There were 1,549 completed foreclosures in Rhode Island during the 12 months ended in March, fewer than during the 12-month period through the end of February, when there were 1,488 completed foreclosures. CoreLogic put Rhode Island’s “serious delinquency rate” – the percentage of loans at least 90 days past due – at 6.1 percent for March, slightly lower than the 6.4 percent rate reported a month earlier.
In Massachusetts, foreclosure inventory fell seven-tenths of a percentage point year over year to 1.2 percent in March, compared with 1.9 percent in March 2013. February’s foreclosure rate was 1.3 percent.
Actual completed foreclosures in the 12-month period ended in March totaled 3,000 in the Bay State, more than the 2,902 completed foreclosures reported for the 12 months through Feb. 28. The serious delinquency rate for Massachusetts was 4.5 percent in March, a slight decline from the 4.6 percent rate reported the previous month.
The national foreclosure rate of 1.8 percent fell from 1.9 percent in February and from 2.8 percent in March 2013. Completed foreclosures for the 12-month period through March totaled 607,416, compared with 606,072 in the 12 months through February.
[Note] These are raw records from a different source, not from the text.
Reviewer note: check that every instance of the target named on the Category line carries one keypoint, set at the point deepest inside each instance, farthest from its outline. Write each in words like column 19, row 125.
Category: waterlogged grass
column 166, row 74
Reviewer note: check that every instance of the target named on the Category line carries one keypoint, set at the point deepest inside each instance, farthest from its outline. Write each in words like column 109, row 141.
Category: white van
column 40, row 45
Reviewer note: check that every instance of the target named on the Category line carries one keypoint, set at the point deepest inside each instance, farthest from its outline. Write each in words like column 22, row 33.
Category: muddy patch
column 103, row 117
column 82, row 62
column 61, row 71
The serious delinquency rate dropped slightly to 4.7 percent from 4.9 percent in February.
“The inventory of homes in foreclosure and serious delinquency status are back to 2008 levels, yet remain elevated from a historical perspective,” said Mark Fleming, chief economist for CoreLogic. “While getting healthier, the housing market is a long way from being fully recovered. By way of comparison, distressed stock inventories are more than three times higher than the levels of the early 2000s, before the most-recent housing boom and subsequent financial crisis.”
The states with the highest percentage of foreclosure inventory in March included New Jersey at 6 percent, Florida at 5.8 percent, New York at 4.6 percent, Maine at 3.2 percent and Hawaii at 3.1 percent.